YATIRIMIN VADESİ NE?

YATIRIMIN VADESİ NE?

Yatırım; bir gelir elde etmeyi amaçlayarak parayı taşınır veya taşınmaz bir mala yatırma, bağlama anlamında kullanılıyor. Burada taşınır mallar, para ve sermaye piyasalarına yapılan bir yatırımı ifade ederken; taşınmaz mallar, bir yerden bir yere nakledilemeyen her türlü gayrımenkul, arsa- arazi yatırımlarını anlatıyor. Bunların içerisinde fabrika binaları, iş ve alışveriş merkezleri, oteller, konutlar, siteler araziler var.
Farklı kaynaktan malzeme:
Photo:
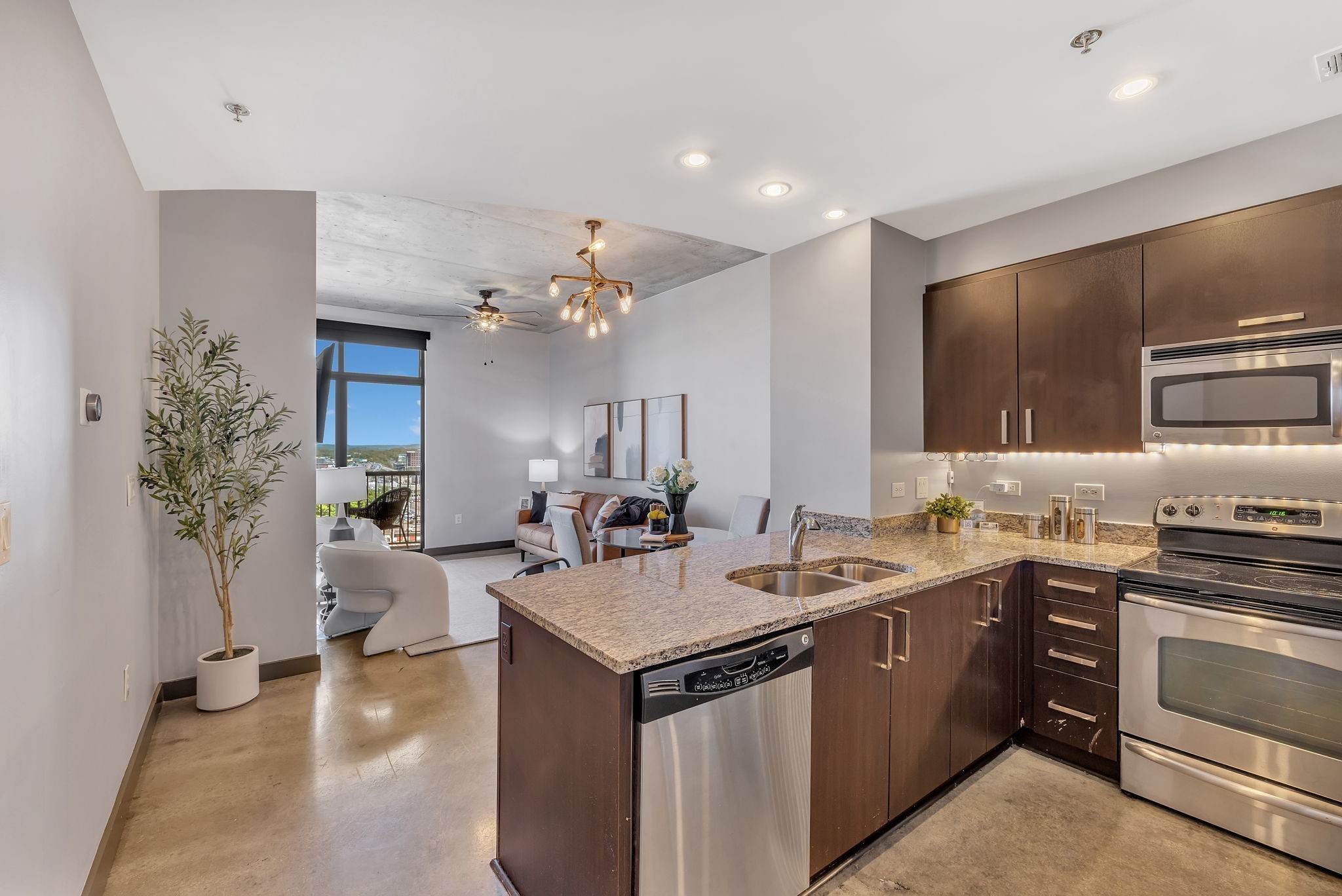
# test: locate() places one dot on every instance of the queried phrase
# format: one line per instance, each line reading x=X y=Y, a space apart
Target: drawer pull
x=1073 y=658
x=1274 y=318
x=1059 y=707
x=1073 y=586
x=1075 y=624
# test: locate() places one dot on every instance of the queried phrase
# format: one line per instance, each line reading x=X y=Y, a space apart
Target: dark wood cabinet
x=1081 y=353
x=921 y=695
x=1216 y=279
x=850 y=745
x=969 y=367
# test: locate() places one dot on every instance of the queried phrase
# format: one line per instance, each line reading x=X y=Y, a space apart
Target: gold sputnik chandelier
x=596 y=284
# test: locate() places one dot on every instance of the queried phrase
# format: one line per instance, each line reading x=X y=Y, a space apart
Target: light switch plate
x=5 y=531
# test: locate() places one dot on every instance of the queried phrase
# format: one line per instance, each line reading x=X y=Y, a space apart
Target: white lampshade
x=341 y=485
x=543 y=471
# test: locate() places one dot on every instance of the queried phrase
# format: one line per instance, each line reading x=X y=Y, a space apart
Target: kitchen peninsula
x=573 y=643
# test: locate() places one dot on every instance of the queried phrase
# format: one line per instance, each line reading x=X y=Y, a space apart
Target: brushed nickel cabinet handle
x=1273 y=318
x=1071 y=586
x=1073 y=658
x=1078 y=714
x=1075 y=624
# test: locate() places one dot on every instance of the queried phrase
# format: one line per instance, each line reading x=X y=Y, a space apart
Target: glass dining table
x=627 y=540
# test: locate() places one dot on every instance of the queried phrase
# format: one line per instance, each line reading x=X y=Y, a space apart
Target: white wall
x=708 y=340
x=247 y=262
x=820 y=375
x=78 y=298
x=482 y=423
x=1297 y=161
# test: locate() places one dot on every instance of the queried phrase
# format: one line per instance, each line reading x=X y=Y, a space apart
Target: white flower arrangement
x=676 y=481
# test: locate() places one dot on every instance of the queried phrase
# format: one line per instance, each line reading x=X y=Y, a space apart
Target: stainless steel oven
x=1279 y=389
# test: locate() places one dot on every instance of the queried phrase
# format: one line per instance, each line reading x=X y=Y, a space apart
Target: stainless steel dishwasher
x=725 y=773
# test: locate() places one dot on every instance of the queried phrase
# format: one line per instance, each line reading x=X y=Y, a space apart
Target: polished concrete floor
x=377 y=777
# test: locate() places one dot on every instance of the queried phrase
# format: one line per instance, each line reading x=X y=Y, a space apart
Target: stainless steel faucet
x=797 y=526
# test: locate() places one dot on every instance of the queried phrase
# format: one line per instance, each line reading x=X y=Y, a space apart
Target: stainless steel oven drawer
x=1295 y=823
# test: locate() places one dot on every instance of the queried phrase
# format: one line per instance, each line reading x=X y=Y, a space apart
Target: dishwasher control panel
x=736 y=675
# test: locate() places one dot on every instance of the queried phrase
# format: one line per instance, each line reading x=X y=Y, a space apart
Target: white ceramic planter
x=223 y=684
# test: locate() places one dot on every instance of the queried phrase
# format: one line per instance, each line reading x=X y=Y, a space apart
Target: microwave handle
x=1237 y=619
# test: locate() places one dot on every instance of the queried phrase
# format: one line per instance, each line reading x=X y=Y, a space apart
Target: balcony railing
x=406 y=531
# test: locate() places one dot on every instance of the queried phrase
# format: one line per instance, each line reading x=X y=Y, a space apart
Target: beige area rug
x=472 y=616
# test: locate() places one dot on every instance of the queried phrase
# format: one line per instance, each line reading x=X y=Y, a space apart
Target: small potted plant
x=949 y=510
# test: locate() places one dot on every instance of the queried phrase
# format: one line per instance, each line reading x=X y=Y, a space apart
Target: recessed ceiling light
x=1134 y=88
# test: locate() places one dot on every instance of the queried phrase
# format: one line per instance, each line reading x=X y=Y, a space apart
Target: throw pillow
x=604 y=514
x=539 y=506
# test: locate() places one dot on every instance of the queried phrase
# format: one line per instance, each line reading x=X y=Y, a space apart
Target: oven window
x=1266 y=694
x=1266 y=398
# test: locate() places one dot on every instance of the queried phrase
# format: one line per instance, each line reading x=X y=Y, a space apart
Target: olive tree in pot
x=215 y=460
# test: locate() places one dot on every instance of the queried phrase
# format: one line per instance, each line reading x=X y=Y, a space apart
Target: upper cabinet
x=1265 y=270
x=1081 y=353
x=969 y=367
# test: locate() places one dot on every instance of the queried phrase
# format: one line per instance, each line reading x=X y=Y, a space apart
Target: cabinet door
x=850 y=730
x=1214 y=284
x=1081 y=353
x=969 y=367
x=919 y=695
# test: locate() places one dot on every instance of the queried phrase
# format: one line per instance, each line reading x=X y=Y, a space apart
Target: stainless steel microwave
x=1278 y=389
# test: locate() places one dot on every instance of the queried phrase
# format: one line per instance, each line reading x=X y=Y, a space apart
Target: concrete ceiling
x=932 y=116
x=419 y=257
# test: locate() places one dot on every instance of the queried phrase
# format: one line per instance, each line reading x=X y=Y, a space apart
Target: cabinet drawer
x=1077 y=623
x=1086 y=586
x=1077 y=713
x=1075 y=658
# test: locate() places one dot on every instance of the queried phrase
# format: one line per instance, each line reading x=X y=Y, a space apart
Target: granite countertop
x=643 y=610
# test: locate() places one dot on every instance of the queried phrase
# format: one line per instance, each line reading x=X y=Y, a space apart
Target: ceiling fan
x=485 y=317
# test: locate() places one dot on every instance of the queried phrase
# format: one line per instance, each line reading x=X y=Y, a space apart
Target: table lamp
x=543 y=471
x=340 y=486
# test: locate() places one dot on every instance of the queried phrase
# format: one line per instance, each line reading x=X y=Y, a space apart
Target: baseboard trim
x=467 y=549
x=179 y=688
x=106 y=852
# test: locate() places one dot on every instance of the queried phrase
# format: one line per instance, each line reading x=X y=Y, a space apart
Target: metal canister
x=1083 y=525
x=1037 y=526
x=1060 y=517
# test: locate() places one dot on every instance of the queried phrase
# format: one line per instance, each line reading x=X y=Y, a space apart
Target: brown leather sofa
x=539 y=538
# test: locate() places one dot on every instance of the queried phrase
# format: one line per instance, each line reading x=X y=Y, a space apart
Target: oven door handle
x=1238 y=619
x=1310 y=809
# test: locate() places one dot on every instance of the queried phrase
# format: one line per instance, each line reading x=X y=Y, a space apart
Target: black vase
x=676 y=506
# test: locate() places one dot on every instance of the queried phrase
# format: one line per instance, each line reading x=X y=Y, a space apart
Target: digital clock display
x=1279 y=515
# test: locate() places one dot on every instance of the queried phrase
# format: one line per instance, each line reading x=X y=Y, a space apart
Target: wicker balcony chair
x=387 y=512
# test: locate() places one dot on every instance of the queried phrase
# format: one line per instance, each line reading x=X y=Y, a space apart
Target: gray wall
x=482 y=423
x=1288 y=164
x=820 y=375
x=706 y=340
x=78 y=298
x=247 y=261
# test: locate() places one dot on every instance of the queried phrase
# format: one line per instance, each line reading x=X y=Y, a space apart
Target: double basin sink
x=822 y=580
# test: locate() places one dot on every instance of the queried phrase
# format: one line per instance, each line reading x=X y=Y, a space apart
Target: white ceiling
x=930 y=116
x=419 y=257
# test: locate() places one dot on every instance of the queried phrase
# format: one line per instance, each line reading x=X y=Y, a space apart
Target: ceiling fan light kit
x=595 y=285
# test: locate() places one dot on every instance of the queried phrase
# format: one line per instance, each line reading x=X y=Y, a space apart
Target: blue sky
x=379 y=413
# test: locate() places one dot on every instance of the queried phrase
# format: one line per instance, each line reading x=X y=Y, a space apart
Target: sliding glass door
x=371 y=415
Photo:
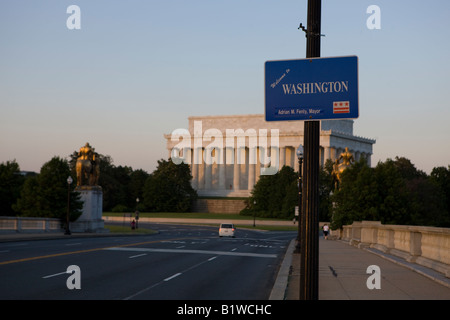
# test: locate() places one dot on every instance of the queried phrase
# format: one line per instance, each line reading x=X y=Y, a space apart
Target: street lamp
x=254 y=217
x=137 y=212
x=69 y=182
x=299 y=154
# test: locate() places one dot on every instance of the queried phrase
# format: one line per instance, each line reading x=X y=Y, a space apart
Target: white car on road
x=227 y=230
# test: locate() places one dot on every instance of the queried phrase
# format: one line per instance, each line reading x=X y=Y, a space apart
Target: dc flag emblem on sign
x=341 y=107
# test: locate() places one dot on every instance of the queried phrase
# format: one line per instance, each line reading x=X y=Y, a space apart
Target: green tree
x=274 y=196
x=168 y=188
x=46 y=194
x=11 y=182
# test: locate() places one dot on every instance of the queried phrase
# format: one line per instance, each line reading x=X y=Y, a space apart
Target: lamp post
x=69 y=182
x=254 y=204
x=137 y=212
x=299 y=153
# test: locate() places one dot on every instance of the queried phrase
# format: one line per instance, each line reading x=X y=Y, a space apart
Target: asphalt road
x=179 y=263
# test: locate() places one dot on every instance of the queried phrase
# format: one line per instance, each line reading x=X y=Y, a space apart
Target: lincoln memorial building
x=228 y=154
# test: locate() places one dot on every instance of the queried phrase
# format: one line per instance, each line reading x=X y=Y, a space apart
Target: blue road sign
x=311 y=89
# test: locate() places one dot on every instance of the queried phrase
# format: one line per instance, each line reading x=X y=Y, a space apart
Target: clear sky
x=138 y=69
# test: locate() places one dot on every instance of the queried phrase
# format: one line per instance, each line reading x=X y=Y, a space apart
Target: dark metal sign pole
x=309 y=263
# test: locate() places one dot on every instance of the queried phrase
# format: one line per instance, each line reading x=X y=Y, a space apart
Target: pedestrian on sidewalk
x=325 y=229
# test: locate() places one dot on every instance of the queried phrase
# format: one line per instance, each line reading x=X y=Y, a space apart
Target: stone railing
x=426 y=246
x=25 y=224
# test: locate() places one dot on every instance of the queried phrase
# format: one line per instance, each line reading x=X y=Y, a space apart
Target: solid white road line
x=222 y=253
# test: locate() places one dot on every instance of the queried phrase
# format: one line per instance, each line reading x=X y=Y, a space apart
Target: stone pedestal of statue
x=91 y=217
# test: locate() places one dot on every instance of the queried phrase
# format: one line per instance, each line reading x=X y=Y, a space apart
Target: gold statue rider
x=338 y=168
x=87 y=166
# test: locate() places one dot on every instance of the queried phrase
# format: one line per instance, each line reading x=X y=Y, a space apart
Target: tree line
x=393 y=192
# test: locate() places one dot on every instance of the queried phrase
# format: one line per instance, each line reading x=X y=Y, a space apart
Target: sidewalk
x=342 y=276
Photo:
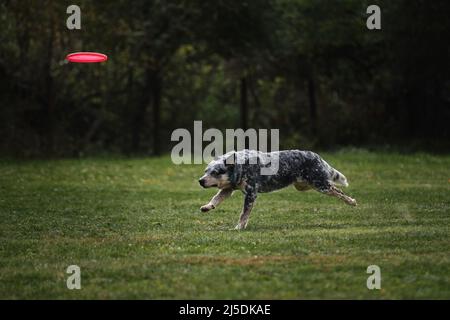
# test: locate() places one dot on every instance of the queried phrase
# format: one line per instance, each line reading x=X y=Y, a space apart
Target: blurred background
x=308 y=67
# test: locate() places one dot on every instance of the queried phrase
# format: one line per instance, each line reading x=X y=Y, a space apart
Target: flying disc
x=86 y=57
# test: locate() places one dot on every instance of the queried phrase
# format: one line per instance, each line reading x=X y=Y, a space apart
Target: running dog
x=242 y=170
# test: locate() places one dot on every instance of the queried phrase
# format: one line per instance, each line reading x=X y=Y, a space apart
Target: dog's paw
x=206 y=207
x=240 y=226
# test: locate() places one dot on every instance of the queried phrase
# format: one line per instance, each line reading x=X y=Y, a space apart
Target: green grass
x=135 y=229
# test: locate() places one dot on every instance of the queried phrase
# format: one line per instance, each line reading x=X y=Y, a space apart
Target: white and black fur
x=241 y=170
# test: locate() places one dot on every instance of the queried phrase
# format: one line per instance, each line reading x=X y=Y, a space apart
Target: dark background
x=308 y=67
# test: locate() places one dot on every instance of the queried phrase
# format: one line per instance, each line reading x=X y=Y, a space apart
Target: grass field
x=135 y=229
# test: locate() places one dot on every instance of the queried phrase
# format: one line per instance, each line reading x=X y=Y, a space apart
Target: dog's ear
x=230 y=159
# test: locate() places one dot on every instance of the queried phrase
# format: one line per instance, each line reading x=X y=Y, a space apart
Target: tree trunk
x=156 y=89
x=312 y=104
x=244 y=103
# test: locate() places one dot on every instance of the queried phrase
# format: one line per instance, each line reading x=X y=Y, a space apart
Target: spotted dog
x=242 y=170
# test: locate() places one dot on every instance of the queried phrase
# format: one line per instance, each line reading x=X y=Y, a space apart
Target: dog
x=242 y=170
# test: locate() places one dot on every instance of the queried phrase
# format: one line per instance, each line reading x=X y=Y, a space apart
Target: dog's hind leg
x=335 y=192
x=249 y=200
x=217 y=199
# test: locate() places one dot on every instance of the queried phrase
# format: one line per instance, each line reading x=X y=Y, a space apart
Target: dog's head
x=218 y=172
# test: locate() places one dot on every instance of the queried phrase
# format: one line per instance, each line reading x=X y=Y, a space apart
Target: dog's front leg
x=217 y=199
x=250 y=197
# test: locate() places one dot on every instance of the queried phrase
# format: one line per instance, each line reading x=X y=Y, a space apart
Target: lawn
x=134 y=228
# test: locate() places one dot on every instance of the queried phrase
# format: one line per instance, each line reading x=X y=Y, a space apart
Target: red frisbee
x=86 y=57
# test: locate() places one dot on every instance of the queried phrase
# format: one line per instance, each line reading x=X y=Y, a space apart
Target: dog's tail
x=338 y=178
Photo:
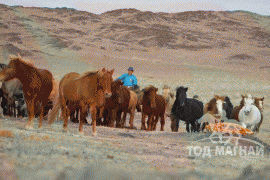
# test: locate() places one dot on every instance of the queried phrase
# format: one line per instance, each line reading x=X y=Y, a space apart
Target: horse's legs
x=143 y=121
x=93 y=110
x=42 y=109
x=82 y=117
x=123 y=122
x=187 y=126
x=149 y=122
x=118 y=118
x=162 y=122
x=131 y=118
x=30 y=108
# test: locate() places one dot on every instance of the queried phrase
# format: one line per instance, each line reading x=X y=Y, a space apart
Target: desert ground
x=223 y=53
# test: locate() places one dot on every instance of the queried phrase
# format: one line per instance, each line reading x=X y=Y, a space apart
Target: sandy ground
x=134 y=154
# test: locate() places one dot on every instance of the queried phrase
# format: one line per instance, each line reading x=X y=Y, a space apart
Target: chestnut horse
x=37 y=85
x=133 y=104
x=153 y=104
x=87 y=90
x=215 y=108
x=116 y=104
x=169 y=97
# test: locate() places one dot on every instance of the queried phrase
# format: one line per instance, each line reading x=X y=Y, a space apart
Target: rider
x=129 y=79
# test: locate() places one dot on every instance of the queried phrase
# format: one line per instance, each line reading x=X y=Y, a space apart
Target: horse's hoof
x=29 y=127
x=81 y=133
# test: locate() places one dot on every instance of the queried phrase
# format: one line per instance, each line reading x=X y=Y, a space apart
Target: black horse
x=228 y=107
x=13 y=98
x=186 y=109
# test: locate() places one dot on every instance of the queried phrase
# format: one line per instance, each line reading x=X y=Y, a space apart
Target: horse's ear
x=112 y=71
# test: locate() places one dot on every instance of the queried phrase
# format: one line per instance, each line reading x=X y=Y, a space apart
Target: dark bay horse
x=153 y=105
x=12 y=91
x=215 y=107
x=185 y=109
x=116 y=104
x=37 y=85
x=88 y=90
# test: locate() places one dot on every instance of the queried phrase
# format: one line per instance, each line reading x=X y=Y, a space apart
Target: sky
x=171 y=6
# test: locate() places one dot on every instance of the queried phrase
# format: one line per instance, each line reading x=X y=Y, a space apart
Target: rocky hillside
x=226 y=39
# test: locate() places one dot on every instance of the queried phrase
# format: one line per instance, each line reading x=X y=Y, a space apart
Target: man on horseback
x=129 y=79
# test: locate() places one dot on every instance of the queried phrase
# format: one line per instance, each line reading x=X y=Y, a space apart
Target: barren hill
x=237 y=41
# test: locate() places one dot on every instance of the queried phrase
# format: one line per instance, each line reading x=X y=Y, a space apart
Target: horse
x=116 y=104
x=186 y=109
x=228 y=107
x=169 y=97
x=214 y=108
x=153 y=105
x=12 y=91
x=259 y=104
x=133 y=104
x=37 y=84
x=250 y=115
x=88 y=90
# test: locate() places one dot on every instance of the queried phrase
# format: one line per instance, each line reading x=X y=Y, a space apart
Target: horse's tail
x=56 y=105
x=138 y=107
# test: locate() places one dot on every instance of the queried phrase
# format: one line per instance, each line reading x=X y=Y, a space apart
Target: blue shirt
x=129 y=80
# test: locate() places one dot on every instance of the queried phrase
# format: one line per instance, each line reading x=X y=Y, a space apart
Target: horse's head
x=117 y=89
x=259 y=103
x=248 y=102
x=219 y=104
x=9 y=72
x=150 y=92
x=181 y=95
x=107 y=82
x=167 y=93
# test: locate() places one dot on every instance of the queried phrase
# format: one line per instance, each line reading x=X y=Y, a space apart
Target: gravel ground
x=114 y=154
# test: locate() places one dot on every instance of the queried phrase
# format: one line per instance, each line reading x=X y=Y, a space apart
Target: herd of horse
x=28 y=91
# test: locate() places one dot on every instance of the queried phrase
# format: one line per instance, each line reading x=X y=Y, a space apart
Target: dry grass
x=39 y=139
x=6 y=133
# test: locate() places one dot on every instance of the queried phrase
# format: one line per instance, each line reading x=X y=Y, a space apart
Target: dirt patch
x=6 y=133
x=70 y=31
x=241 y=57
x=11 y=49
x=13 y=37
x=2 y=25
x=42 y=19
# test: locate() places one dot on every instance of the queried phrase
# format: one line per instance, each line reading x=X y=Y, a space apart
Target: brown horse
x=37 y=85
x=133 y=104
x=116 y=104
x=169 y=97
x=215 y=108
x=49 y=106
x=259 y=103
x=87 y=90
x=153 y=104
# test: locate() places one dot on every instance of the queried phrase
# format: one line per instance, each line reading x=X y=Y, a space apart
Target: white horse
x=250 y=115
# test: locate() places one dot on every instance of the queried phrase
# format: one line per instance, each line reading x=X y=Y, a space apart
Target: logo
x=227 y=144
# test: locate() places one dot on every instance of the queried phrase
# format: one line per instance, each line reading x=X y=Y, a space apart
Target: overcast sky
x=99 y=6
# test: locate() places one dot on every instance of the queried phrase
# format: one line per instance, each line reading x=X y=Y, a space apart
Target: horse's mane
x=149 y=88
x=210 y=104
x=90 y=73
x=25 y=61
x=166 y=87
x=227 y=99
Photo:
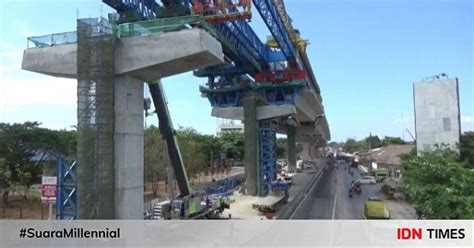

Bizim işimiz taşınır mallar, yani para ve sermaye piyasalarına yatırım. Hisse senetleri, tahviller ve bunların türevleri. Bu yatırım enstrümanları, yatırım araçları para ve sermaye piyasalarında alınır-satılır. Para ve sermaye piyasaları oldukça dalgalı (volatil)  piyasalardır. Çünkü bu dalgalanmalar spekülatörler için aynı zamanda karı maksimize etme olanağı sağlıyor. Ancak piyasaları ve yatırım enstrümanlarını bilmeyenler için bu dalgalanmalar ölümcül olabilir. Örneğin; bu piyasalarda kredi ile işlem yapanlar kendi sermayelerinin kaybının yanında bir de kredi borcuyla baş başa kalabilirler. Piyasalar yukarı yönde iken herkes kazanır. Kredili işlemler karın daha da artmasını sağlarken, piyasalar tersine döndüğünde zararın büyümesine katkıda bulunur.

PİYASALARA YATIRIM

Para piyasalarında genellikle yatırımın vadesi ve getirisi bellidir. Yani belirli bir vadenin sonunda elde edilecek getiri yatırıma başlarken bilinir. Bu yatırımlar mevduat, katılım hesabı, repo, tahvil, bono, varlığa dayalı menkul kıymet, ipotek teminatlı menkul kıymet vb. Bu yatırımlar genel olarak sabit getirili menkul kıymet olarak da ifade ediliyor.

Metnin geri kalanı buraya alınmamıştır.